- Co-Owner Uralchem says Belarusian businessman bought stake
- Prokhorov has been looking to exit assets despite low prices
Mikhail Prokhorov’s Onexim Group sold its 20 percent stake in Uralkali PJSC to a business associate of co-owner Dmitry Mazepin, strengthening his hold over the world’s biggest producer of potash.
Belarusian businessman Dmitry Lobyak is buying the stake, Mazepin’s Uralchem JSC said in a statement, citing a long-standing supply partnership with him. Uralchem, Russia’s second-largest ammonia- and nitrogen-fertilizer maker, holds about 20 percent of Uralkali.
Neither Uralchem nor Onexim’s press services disclosed the price. The Uralkali stake had a market value of almost 107 billion rubles ($1.7 billion) based on the closing price in Moscow, compared with about $3.5 billion when he agreed to buy shares in 2013.

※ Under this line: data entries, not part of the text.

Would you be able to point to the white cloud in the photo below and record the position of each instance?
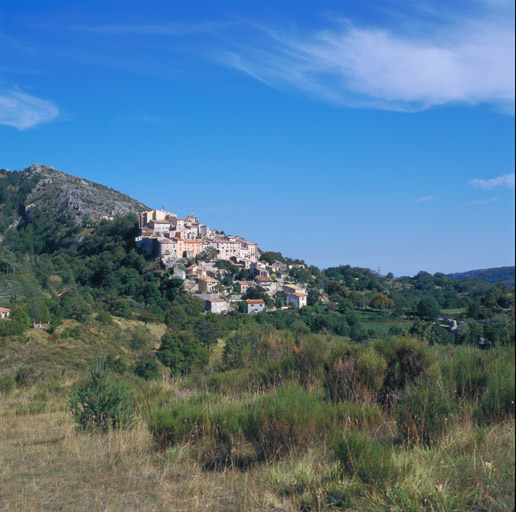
(468, 61)
(483, 201)
(505, 181)
(423, 199)
(23, 111)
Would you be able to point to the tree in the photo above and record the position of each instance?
(102, 403)
(381, 301)
(209, 253)
(428, 308)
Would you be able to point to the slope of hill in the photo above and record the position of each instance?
(46, 188)
(42, 209)
(489, 275)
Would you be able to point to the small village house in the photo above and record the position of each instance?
(217, 306)
(255, 306)
(297, 299)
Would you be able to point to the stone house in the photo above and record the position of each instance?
(217, 306)
(255, 306)
(297, 299)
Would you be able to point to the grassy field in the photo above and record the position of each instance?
(46, 465)
(456, 311)
(264, 435)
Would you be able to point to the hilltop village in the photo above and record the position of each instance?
(224, 270)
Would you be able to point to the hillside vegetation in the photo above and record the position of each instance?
(128, 396)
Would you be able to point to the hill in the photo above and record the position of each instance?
(51, 209)
(489, 275)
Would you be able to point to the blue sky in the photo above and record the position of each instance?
(377, 135)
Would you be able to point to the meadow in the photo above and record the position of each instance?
(279, 423)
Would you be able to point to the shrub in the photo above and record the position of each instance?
(139, 337)
(354, 373)
(423, 413)
(212, 425)
(26, 376)
(498, 400)
(104, 318)
(359, 415)
(467, 371)
(102, 402)
(290, 417)
(7, 383)
(229, 382)
(408, 362)
(148, 369)
(371, 461)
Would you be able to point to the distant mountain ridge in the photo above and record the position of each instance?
(74, 197)
(489, 275)
(43, 209)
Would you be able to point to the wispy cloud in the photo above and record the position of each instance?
(465, 61)
(423, 199)
(482, 201)
(505, 181)
(24, 111)
(221, 208)
(157, 29)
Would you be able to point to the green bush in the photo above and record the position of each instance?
(148, 369)
(466, 371)
(359, 415)
(102, 402)
(104, 318)
(7, 383)
(291, 417)
(408, 362)
(270, 424)
(354, 373)
(212, 425)
(229, 382)
(498, 400)
(369, 460)
(423, 413)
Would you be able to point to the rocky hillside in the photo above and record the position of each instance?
(490, 275)
(43, 209)
(70, 196)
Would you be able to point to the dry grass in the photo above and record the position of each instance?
(45, 464)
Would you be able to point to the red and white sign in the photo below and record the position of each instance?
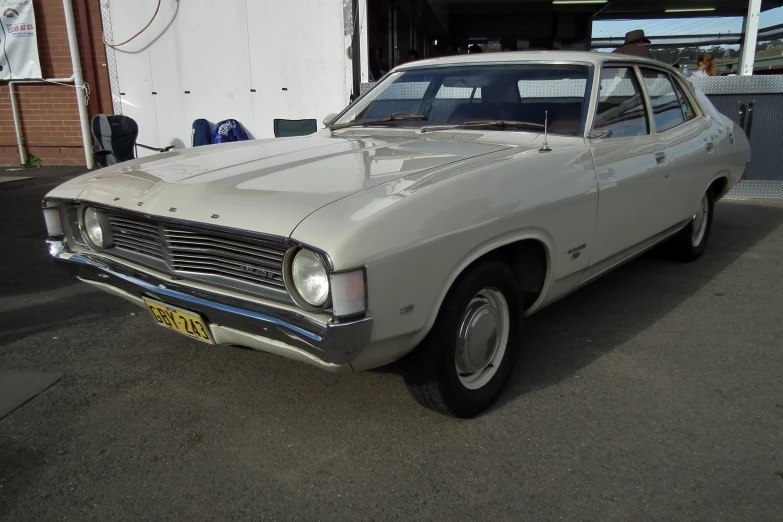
(18, 42)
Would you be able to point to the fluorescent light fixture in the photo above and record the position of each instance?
(689, 10)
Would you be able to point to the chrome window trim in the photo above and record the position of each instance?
(620, 64)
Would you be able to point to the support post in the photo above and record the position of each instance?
(748, 50)
(78, 80)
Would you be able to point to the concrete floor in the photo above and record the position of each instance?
(655, 393)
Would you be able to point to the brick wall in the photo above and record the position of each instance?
(49, 114)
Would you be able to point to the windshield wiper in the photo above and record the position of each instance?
(397, 116)
(503, 124)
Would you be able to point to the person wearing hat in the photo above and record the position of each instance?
(634, 44)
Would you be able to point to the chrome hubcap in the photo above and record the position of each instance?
(699, 224)
(482, 338)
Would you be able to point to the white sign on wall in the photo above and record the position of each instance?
(18, 42)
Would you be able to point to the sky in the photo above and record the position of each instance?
(683, 26)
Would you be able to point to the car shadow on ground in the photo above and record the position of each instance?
(566, 337)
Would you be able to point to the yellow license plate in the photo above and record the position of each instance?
(179, 320)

Onexim has also been looking at selling assets, including Uralkali, aluminum producer United Co. Rusal, power utility Quadra and property developer Opin PJSC. Vedomosti newspaper reported earlier this month that Onexim plans to sell all its assets in Russia after the Federal Security Service searched offices of Onexim and some units in April.
The raids came as state media criticized Prokhorov’s RBC media holding for its coverage of offshore transactions involving President Vladimir Putin’s friends in the Panama papers. RBC’s flagship newspaper also published investigative reports into Putin’s daughter and son-in-law. As pressure mounted, top editors left in May.
Uralchem and Onexim bought their stakes in Uralkali from billionaire Suleiman Kerimov and other investors almost three years ago after the potash producer ended a sales joint venture with Belarus, that had controlled 40 percent of global exports. The breakup threw the world potash market into turmoil, causing prices to crash. Potash prices are still around the lowest levels since 2007.
Belarus President Alexander Lukashenko said June 23 that his country, one of the world’s biggest producers of the soil nutrient, isn’t against reviving the trading venture.
“The sale of a stake in Uralkali to entities close to Mazepin increase the likelihood of a trade agreement” with Belarus, Denis Vorchik, an analyst at UralSib Financial Corp., said.
The company delisted from the London Stock Exchange in December and is heading toward an exit from the Moscow Exchange after cutting its free float to 8.96 percent in a series of buybacks and announcing a repurchase program in May that seeks to buy 4 percent.